What are the legal charges against Build A Rocket Boy?
The Game Workers’ Branch of the Independent Workers Union of Great Britain is filing legal charges for mishandled redundancies. The allegations include providing incorrect dismissal notices, wrong notice periods, placing employees in inappropriate teams for performance scoring, and giving misinformation that resulted in potential wrongful dismissals.

Did developers have to crunch before MindsEye’s launch?
Yes, according to the open letter signed by over 90 staff members, developers were forced to work mandatory overtime for four months leading up to the June 2025 launch. They endured what they described as unbearable conditions only to face mass layoffs immediately after the game’s poor reception.

What was MindsEye’s Metacritic score?
MindsEye became 2025’s worst-rated game with Metacritic scores of 28 out of 100 on PlayStation 5, 37 on PC, and 33 on Xbox Series X/S. The user score was even lower at 2.5 out of 10, and OpenCritic reported only 6 percent of critics recommended the game.

What This Means for the Industry

The MindsEye disaster represents more than just one failed game.
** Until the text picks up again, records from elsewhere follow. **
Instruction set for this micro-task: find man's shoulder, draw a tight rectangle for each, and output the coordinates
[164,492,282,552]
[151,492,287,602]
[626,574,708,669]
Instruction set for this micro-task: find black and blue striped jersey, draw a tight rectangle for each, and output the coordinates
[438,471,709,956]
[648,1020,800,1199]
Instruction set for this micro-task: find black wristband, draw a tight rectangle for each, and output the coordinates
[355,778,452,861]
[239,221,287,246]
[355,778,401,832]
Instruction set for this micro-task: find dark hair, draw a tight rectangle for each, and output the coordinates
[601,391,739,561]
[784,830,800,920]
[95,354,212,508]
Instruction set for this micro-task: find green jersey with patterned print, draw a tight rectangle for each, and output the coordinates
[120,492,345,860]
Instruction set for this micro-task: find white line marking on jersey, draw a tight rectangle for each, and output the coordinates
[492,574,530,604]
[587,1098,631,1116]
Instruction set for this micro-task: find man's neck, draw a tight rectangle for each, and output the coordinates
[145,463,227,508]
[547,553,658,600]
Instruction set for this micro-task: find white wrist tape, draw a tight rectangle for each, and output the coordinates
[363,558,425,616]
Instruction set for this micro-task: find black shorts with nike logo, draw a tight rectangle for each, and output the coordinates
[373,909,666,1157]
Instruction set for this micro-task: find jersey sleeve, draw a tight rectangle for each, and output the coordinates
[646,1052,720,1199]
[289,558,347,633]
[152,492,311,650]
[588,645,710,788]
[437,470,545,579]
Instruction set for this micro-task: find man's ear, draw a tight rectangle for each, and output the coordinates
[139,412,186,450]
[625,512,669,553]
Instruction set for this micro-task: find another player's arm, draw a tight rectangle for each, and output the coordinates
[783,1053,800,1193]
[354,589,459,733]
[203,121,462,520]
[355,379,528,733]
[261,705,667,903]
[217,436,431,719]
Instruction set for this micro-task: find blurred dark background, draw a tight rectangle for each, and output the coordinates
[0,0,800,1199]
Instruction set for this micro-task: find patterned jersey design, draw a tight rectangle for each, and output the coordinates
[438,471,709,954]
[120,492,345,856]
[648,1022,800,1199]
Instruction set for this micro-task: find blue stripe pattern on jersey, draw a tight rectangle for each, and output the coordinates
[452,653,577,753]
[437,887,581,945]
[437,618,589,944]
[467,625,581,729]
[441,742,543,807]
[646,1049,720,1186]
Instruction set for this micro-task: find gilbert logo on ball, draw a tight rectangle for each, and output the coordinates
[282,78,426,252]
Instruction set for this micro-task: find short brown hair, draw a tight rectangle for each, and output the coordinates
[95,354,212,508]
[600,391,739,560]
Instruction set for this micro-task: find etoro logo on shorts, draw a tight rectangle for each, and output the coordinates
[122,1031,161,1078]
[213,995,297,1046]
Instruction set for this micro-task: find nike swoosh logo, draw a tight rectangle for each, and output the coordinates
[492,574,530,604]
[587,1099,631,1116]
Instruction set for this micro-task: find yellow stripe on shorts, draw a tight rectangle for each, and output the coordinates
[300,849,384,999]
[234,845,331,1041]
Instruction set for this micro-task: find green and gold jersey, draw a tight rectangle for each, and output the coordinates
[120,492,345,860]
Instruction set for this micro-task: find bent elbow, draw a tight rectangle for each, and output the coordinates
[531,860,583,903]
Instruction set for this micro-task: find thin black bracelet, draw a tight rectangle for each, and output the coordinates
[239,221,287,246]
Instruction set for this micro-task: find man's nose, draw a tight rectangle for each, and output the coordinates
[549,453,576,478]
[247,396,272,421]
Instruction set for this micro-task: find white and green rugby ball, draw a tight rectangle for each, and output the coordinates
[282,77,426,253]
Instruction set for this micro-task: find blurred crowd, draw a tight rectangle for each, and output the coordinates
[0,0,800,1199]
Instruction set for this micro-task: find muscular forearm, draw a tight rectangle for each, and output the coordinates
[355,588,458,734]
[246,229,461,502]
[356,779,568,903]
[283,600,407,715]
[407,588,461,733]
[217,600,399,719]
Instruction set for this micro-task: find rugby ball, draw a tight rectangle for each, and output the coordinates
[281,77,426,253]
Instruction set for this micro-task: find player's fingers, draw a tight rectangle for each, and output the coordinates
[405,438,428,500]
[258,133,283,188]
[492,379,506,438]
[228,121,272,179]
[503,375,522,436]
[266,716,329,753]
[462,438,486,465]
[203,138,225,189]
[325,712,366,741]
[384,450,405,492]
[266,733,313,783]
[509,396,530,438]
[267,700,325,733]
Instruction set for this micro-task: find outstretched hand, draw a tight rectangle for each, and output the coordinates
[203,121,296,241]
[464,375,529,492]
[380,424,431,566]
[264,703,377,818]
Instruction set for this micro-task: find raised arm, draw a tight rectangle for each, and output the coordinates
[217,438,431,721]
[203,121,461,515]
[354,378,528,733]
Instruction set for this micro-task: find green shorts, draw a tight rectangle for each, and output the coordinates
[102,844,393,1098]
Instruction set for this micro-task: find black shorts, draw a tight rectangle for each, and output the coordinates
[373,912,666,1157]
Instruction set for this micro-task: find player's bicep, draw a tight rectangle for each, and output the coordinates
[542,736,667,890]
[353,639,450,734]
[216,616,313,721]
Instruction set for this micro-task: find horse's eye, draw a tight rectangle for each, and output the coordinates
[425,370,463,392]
It highlights ongoing problems in the gaming industry where workers face mandatory crunch, poor communication from leadership, and sudden layoffs when projects underperform. The willingness of over 90 developers to publicly sign an open letter against their employer signals growing frustration with these practices and increased worker solidarity through union organizing. Whether this case results in meaningful accountability for Build A Rocket Boy’s leadership could influence how other studios treat their development teams during troubled projects and necessary workforce reductions.